Al principio, movía las manos despacio y con inseguridad y dejaba leves errores en las líneas; aunque eran más profundas y estaban mejor grabadas que las mías, resultaban vacilantes. Pero después bebió algo de leche templada y se le afirmó el pulso, y antes de que hubiera terminado la tarde Tireo ya le había dado una palmada en la espalda, y los tres pulimos juntos el cuenco terminado y lo pusimos al brillo del fuego para admirar nuestra obra común.

—¿Serás capaz de mantenerte sereno? —le pregunté.

Me miró.

—Lo dudo —dijo—. ¿Cuánto más trabajo de grabado tienes para mí?

Tireo se rio. Pero yo sabía que decía la verdad.

Recuerdo el viaje a caballo a través de las montañas. Ya habíamos empezado la primera labor de arado, y, como dice Hesíodo, «el que no tiene huesos se mordisquea el pie».

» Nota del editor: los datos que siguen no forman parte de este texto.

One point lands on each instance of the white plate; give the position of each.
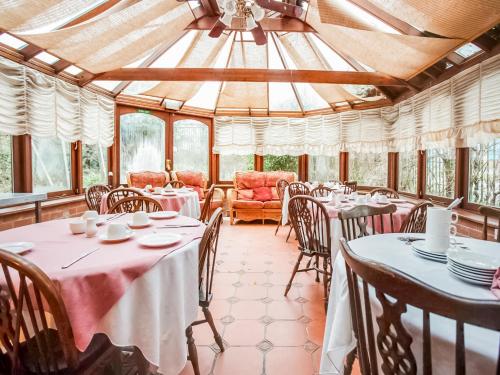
(475, 260)
(163, 215)
(135, 226)
(469, 280)
(159, 239)
(17, 247)
(104, 237)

Era esa época fea en que los días se van haciendo más largos pero con la única consecuencia de que llueve más, pero no brota nada de la tierra, y los hombres piensan que el invierno puede no terminar nunca. En la montaña había nieve por todas partes; pero nuestros caballos hicieron el viaje en poco tiempo y descendimos a las llanuras de la Ática sin haber perdido un solo dedo del pie por congelación.

El primero que llegó fue Arístides, acompañado de Yocasta, que ejerció de aliada inesperada en este asunto del matrimonio y se hizo amiga de Pen al momento. Milcíades acudió con su mujer, una princesa tracia insustancial que yo ya conocía bien de otras ocasiones. Hasta los alcmeónidas habían enviado un representante, Quineas, anciano, miembro del Areópago y hombre poderoso. Era digno y de modales agradables. Fue una boda muy concurrida, y el pequeño templo de Afrodita donde nos unimos estaba abarrotado de invitados hasta la hilera exterior de columnas.

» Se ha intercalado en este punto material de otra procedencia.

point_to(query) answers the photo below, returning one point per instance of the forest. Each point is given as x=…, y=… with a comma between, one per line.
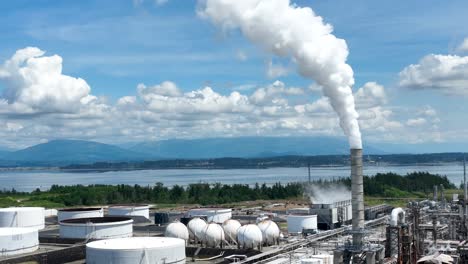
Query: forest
x=416, y=184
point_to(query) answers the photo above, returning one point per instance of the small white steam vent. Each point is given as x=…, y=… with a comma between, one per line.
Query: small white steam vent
x=136, y=250
x=32, y=217
x=270, y=232
x=298, y=223
x=230, y=228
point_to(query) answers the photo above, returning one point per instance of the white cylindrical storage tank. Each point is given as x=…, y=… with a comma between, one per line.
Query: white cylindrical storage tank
x=217, y=215
x=74, y=213
x=270, y=232
x=249, y=236
x=297, y=223
x=311, y=261
x=130, y=210
x=196, y=227
x=97, y=227
x=213, y=235
x=32, y=217
x=177, y=230
x=136, y=250
x=18, y=240
x=230, y=228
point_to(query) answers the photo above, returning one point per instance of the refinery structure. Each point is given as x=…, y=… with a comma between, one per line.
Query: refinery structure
x=425, y=231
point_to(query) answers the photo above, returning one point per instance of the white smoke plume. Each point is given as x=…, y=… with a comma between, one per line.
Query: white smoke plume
x=287, y=30
x=327, y=194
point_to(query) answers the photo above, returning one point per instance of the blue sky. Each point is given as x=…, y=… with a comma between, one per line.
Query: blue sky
x=116, y=45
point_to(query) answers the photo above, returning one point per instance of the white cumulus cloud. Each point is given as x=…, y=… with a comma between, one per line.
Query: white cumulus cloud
x=445, y=73
x=34, y=84
x=416, y=121
x=370, y=95
x=463, y=46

Recuerdo poca cosa de la ceremonia, aparte de mi propio sentimiento de importancia, del que ahora me río al recordarlo. Me encantaba que hubieran asistido tantos hombres célebres; pero también tuve el sentido de la camaradería suficiente para alegrarme igualmente de ver a Paramanos, a Agios y a Harpago, cuyo barco estaba en El Pireo, cargado, y que habían retrasado la partida para asistir a la boda y besar a mi novia. Los acompañaban una docena de remeros y de infantes de marina que habían tenido los medios suficientes para hacer el viaje a las colinas más allá de Maratón para ver cómo me casaba.

Euforia estaba tan hermosa el día de su boda que, la verdad, yo apenas estaba para pensar en otra cosa. Recuerdo la expresión de sus ojos cuando le levanté el velo, y recuerdo cómo apoyó su cadera contra la mía en el carro cuando íbamos de la casa de su padre a la casa que habíamos tomado prestada para que hiciera el papel de mía. Sus mujeres la bañaron (he de deciros que el invierno es mala época para las bodas), y los hombres cantaban canciones sobre el tamaño de mi miembro y sobre la profundidad del coño de ella… ay, te sonrojas, querida. ¿Es que no has oído nunca canciones nupciales?

Y cuando la desvestí, ella me devoró. ¿Quién hubiera adivinado que, detrás de su humor, de sus dedos ágiles y de su cabeza igualmente ágil acechaba una mujer de carne y hueso? Hicimos el amor… bueno, toda la noche. Su cuerpo era como un banquete, y lo único que podía hacer yo era comer.

Pero me reservaré el resto de esos recuerdos. Me limitaré a jactarme, como hacen otros novios que he conocido, de que le di calor, y ella deseó mi calor con una frecuencia que habría bastado para sonrojar a mi hermana. Como a ti, muchacha que te sonrojas, aunque no tanto ni tantas veces. ¡Mirad, amigos! ¡Ya está otra vez! ¡Con su calor se podría caldear una habitación entera!

Volvimos a caballo a Beocia por los pasos de montaña y emprendimos nuestras nuevas vidas.

Y de lo demás no recuerdo gran cosa. Solo que éramos felices y teníamos salud y amor.

Aquello no duró. Las cosas dignas de tenerse nunca duran. Pero fue la época más feliz de mi juventud.